I had a good question recently from someone who asked if recovery meant that God simply zapped me better…
My initial response to say ‘HA! If only..’ But there’s more to it than that.
For one thing, I’m still in recovery. Along with many ex-anorexics, I struggle with binge-eating: this beats starving myself, but it’s still looking to food for comfort. I no longer obsess about weight/calories … but I still have body hang-ups. Even now, years since I was really unwell, I bear some of the old scars. I’m a long way from where I’ve been, but God’s not done yet.
But there’s a sense in which Jesus has done – and is – working out a miracle in my life. ‘My story‘ explains this a little more fully, (as will my book coming out this summer), but the turning point was this: Jesus spoke to me. He said: ‘That’s enough. I’ve bought you, you are mine and I won’t let you live like this any more’. However, it wasn’t like X-Factor: there were no blinding flashes of light or smoke. Jesus ‘spoke’ through a book – the Bible – and John’s words from Revelation.
I reckon Jesus had been speaking to me for a long time before – but at this point, I heard. I met Someone bigger than me and my desires. Someone I could trust : who would be with me and help me at every step. And something changed.
In some ways, this was a totally unique and miraculous experience. Yet in others, it was the crystalisation of what I had already known: the offer of relationship with Jesus made to me – and to everyone. The same power and relationship I knew and know are available to all who throw themselves on Him. It was a miracle – but in the same way as anyone who sees who Jesus is has had their eyes opened.
The biggest challenge to me was in the area of my heart and the lordship I desired over my own life. But it had many repercussions: not least for my eating disorder.
This one miracle works out in lots of little miracles too. But painful, complicated, messy and time-consuming. Lots of little steps forward – and also lots of steps back.

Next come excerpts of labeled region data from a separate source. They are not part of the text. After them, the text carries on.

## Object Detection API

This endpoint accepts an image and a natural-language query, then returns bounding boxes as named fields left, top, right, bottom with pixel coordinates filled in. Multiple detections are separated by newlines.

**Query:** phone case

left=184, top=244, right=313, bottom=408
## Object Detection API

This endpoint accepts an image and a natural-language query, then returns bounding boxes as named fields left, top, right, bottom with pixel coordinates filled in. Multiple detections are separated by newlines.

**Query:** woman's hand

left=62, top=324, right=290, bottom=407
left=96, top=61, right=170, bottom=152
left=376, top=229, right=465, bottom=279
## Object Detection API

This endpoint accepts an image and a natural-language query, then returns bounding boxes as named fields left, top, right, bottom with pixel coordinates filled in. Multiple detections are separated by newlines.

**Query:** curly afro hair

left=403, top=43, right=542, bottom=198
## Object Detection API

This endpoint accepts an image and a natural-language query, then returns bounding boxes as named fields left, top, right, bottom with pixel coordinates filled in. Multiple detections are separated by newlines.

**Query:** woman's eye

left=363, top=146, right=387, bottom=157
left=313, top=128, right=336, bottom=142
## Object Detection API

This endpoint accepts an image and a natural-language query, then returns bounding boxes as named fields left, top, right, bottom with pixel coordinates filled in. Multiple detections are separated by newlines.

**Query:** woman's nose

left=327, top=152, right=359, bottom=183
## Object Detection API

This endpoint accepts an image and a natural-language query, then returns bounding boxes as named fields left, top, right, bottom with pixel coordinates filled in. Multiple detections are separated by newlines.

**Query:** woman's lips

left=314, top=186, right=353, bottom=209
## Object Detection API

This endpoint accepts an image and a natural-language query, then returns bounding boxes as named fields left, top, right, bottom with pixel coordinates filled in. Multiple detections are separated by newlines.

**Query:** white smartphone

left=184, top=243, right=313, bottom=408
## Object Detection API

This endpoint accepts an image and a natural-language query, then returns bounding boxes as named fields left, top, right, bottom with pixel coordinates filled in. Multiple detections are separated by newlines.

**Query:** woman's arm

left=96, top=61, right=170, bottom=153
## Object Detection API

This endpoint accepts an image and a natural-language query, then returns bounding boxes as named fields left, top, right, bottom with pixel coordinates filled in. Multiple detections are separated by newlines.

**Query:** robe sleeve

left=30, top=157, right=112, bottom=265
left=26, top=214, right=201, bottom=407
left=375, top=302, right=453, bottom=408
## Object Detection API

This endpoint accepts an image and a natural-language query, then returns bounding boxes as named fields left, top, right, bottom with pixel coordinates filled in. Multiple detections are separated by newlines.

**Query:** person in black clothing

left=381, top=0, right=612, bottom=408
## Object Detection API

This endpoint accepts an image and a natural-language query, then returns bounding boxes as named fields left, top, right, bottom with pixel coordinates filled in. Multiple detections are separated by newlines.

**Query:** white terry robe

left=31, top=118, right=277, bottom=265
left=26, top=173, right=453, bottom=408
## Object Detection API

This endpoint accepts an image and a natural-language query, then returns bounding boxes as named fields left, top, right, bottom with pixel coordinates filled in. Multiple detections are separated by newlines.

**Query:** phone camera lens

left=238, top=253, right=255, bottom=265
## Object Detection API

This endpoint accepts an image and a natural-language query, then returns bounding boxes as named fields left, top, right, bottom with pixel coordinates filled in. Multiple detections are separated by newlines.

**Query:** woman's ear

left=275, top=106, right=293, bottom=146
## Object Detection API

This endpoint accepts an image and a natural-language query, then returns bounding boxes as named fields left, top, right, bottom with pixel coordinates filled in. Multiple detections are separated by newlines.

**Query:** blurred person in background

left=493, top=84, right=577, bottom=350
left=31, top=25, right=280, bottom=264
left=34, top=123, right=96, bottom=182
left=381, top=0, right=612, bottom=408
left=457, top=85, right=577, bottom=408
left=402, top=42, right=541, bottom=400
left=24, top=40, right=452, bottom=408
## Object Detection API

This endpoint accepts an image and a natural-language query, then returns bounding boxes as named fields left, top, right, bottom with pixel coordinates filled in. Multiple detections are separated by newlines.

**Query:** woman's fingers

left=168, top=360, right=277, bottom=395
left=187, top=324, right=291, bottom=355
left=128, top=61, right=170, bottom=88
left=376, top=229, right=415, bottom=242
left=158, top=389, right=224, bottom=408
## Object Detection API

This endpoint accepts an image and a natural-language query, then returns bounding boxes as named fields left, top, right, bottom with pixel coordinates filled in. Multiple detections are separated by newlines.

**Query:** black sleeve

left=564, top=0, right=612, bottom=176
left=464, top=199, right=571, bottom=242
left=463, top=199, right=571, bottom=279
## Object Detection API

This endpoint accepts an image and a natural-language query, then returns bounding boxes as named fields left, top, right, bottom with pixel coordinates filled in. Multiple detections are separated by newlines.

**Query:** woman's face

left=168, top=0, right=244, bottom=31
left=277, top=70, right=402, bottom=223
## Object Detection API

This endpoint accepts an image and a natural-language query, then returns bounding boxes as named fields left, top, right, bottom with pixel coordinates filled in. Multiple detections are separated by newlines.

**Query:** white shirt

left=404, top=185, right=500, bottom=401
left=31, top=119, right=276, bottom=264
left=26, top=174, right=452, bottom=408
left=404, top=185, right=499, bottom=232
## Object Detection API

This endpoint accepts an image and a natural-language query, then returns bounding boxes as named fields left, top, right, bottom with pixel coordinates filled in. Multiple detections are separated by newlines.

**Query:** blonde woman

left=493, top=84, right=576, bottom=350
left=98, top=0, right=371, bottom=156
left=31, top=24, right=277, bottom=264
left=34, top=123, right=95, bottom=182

To begin with, most days were just horrible. I wanted to stay in bed and be left alone – but I also needed constant companionship and reassurance. I started to eat, but every meal was a struggle and building up to a normal calorie intake took took a long time. Then there was the challenge of putting on weight, outgrowing old clothes, trying new foods. I started to talk about my feelings – but this too was painful: slammed doors and shouting and heavy silences and tears and prayers. I was furious and depressed and despairing. I believed that Jesus was calling me to recovery, but I rarely felt it. Instead, I howled at Him and at Glen and the world. I felt like I was hanging on by a thread – and I couldn’t see where I was going or when it would end.

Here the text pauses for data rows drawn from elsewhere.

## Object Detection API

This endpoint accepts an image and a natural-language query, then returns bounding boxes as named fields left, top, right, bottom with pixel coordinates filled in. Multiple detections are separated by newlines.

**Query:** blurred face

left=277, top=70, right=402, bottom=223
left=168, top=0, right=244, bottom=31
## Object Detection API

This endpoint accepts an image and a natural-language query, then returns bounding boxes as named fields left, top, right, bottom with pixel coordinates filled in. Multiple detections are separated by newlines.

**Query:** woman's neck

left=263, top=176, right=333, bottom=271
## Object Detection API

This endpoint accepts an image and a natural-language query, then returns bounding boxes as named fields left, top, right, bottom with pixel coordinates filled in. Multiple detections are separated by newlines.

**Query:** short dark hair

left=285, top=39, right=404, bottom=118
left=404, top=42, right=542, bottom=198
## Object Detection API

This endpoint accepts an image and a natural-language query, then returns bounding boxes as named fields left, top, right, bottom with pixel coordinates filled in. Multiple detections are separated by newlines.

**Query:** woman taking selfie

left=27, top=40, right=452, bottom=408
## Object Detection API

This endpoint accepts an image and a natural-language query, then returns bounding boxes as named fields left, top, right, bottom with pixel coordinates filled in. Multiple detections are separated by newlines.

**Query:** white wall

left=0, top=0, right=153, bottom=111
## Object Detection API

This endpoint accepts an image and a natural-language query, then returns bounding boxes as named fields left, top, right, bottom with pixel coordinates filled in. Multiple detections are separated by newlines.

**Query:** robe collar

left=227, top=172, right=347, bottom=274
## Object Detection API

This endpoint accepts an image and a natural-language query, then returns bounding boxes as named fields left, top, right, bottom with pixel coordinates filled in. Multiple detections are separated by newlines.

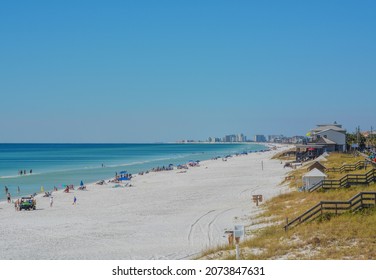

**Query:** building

left=254, top=135, right=266, bottom=142
left=309, top=122, right=346, bottom=152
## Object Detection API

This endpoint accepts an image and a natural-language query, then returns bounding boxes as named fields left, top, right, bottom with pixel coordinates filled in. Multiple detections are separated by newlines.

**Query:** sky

left=0, top=0, right=376, bottom=143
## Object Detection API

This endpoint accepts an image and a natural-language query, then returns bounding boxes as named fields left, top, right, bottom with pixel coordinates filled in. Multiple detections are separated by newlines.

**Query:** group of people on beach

left=18, top=169, right=33, bottom=175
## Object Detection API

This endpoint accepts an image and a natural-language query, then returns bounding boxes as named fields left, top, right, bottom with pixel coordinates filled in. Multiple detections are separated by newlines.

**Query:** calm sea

left=0, top=144, right=265, bottom=200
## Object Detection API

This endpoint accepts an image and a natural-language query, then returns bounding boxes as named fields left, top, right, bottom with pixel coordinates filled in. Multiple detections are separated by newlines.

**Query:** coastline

left=0, top=144, right=285, bottom=259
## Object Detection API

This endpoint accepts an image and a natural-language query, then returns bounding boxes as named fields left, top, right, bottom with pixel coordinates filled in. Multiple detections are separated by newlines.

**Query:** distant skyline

left=0, top=0, right=376, bottom=143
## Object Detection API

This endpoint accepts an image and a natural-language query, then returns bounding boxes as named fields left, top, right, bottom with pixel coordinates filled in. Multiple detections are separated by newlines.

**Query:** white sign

left=234, top=225, right=244, bottom=237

But over time, the struggles eased. There were whole hours where I didn’t think about my body. People loved and prayed for me and gradually wooed me out of my isolation. I started to feel human and to see a world outside of myself. I started to see the Lord’s hand – not just in the present, but in the past. As I trusted who He said He was, I experienced the relationship I had read so much about. And then the real, heart recovery began.